A man is not idle, because he is absorbed in thought. There is visible labor and there is an invisible labor.

—Victor Hugo, 1862

A whale ship was my Yale College and my Harvard.

—Herman Melville, 1851

A dog starved at his master’s gate / Predicts the ruin of the state.

—William Blake, 1807

You should never have your best trousers on when you go out to fight for freedom and truth.

—Henrik Ibsen, 1882

New things are always ugly.

—Willa Cather, 1921

Once something becomes discernible, or understandable, we no longer need to repeat it.

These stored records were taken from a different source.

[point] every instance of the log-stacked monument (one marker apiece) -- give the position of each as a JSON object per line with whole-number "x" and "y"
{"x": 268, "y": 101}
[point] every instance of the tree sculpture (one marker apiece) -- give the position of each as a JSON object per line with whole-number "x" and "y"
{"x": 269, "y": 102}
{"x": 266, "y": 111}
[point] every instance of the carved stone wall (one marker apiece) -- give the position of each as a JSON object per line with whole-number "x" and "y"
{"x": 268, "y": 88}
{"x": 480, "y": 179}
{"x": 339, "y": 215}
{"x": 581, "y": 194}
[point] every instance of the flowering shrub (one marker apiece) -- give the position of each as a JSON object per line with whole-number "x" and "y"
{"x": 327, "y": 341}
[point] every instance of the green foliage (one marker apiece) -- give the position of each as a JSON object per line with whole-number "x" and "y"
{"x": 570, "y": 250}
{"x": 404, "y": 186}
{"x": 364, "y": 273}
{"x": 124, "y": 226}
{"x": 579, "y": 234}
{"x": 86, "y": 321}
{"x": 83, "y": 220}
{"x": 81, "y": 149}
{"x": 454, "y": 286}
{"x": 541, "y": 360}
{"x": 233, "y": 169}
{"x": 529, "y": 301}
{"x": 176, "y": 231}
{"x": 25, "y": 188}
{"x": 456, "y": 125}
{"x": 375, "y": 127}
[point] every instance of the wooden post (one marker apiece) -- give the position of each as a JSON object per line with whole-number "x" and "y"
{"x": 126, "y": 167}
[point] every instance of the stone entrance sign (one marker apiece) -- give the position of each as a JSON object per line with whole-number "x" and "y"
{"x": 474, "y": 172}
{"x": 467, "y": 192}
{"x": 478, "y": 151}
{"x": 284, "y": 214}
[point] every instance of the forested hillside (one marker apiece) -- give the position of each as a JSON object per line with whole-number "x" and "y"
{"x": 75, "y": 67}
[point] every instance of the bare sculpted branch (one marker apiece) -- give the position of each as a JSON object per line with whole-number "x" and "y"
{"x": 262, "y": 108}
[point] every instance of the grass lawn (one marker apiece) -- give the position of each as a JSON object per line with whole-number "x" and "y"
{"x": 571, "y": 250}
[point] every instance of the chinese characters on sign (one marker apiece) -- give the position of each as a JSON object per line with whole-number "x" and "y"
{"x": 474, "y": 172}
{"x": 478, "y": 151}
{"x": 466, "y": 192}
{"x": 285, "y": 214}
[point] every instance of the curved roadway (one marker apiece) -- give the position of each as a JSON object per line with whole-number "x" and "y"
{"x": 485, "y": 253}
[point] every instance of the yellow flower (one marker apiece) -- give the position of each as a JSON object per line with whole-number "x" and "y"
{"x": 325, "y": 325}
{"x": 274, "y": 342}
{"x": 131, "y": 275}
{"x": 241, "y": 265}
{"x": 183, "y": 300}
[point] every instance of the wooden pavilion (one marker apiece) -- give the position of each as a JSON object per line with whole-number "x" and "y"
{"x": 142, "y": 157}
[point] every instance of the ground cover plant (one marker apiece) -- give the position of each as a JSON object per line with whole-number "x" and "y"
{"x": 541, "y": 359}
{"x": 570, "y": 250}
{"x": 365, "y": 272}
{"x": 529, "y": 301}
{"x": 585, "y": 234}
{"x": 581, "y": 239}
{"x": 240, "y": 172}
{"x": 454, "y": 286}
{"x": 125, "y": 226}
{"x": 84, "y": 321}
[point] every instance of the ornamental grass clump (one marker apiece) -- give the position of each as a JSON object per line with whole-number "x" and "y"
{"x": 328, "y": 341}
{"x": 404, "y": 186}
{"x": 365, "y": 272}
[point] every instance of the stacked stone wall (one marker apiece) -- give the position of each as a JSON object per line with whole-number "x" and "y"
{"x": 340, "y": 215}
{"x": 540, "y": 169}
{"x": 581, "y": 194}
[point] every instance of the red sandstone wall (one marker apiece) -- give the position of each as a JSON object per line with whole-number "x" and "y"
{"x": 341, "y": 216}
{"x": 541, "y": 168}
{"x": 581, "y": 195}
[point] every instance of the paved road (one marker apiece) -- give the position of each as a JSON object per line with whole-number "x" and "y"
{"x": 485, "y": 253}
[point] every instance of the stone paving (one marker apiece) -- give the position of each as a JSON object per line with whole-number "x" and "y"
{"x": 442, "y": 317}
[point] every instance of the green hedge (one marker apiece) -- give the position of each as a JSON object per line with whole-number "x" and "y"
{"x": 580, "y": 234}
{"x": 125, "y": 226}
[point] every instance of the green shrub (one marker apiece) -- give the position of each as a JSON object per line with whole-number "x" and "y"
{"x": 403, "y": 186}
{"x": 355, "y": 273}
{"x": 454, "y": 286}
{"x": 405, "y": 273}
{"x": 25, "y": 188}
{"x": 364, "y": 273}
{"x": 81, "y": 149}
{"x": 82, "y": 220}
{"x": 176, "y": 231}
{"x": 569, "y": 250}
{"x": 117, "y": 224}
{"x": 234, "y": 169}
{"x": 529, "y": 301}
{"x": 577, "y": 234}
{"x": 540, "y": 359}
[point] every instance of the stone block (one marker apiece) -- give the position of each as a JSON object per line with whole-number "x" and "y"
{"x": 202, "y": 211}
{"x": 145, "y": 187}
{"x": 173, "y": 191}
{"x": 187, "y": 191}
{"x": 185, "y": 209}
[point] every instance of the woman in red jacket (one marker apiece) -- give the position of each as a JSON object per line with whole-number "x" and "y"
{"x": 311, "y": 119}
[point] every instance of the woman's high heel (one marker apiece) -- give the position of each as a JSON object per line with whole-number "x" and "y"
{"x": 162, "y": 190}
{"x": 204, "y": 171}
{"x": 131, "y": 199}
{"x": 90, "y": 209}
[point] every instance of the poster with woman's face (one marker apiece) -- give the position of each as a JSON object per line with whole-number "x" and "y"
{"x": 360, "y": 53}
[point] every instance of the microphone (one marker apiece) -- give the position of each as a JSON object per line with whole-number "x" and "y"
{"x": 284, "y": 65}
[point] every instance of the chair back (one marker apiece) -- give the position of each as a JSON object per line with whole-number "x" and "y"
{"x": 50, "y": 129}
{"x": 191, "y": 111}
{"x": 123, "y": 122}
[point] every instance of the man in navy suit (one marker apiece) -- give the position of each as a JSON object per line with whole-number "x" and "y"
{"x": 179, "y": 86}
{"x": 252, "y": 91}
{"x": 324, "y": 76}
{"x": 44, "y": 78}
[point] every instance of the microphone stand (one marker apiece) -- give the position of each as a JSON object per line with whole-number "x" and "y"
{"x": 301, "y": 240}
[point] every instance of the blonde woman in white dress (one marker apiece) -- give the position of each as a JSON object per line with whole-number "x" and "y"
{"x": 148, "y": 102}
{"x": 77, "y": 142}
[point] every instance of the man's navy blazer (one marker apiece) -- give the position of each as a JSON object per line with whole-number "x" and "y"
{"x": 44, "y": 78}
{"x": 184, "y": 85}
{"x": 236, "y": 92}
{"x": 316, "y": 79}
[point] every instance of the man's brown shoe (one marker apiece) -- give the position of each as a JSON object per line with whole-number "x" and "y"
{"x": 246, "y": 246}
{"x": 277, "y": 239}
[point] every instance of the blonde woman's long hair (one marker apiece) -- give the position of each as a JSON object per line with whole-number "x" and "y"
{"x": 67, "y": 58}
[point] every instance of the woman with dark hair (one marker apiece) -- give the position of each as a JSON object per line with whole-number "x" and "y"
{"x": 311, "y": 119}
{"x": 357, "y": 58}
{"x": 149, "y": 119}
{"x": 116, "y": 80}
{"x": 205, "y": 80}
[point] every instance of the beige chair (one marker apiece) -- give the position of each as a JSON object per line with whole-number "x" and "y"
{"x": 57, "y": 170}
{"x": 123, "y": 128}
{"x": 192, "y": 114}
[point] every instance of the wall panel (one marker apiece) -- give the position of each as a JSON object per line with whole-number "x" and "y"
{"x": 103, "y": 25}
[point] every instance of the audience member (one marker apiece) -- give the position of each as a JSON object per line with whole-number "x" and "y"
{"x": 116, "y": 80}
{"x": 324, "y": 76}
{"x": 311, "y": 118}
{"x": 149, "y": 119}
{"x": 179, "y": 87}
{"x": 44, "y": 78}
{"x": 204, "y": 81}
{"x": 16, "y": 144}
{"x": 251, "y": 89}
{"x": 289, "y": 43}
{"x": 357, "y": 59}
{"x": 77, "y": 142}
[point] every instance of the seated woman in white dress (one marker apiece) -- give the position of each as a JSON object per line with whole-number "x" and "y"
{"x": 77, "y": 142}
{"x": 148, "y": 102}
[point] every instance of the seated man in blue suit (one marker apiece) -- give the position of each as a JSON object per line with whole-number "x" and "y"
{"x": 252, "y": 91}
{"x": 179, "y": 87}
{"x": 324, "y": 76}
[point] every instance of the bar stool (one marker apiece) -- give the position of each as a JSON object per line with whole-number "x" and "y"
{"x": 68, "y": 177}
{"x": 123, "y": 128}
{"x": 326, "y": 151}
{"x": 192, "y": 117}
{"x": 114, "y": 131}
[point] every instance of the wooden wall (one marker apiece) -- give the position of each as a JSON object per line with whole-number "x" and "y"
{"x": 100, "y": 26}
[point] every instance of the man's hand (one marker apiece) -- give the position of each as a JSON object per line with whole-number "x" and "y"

We can destroy it.

—Robert Wilson, 1991

Even a paranoid can have enemies.

—Henry Kissinger, 1977

If a man will observe as he walks the streets, I believe he will find the merriest countenances in mourning coaches.

—Jonathan Swift, 1706

It is a luxury to be understood.

—Ralph Waldo Emerson, 1831

My face looks like a wedding cake left out in the rain.

—W.H. Auden, c. 1967

I am a man: I consider nothing human alien to me.

—Terence, 163 BC

It is not from the benevolence of the butcher, the brewer, or the baker that we expect our dinner, but from their regard for their own interest.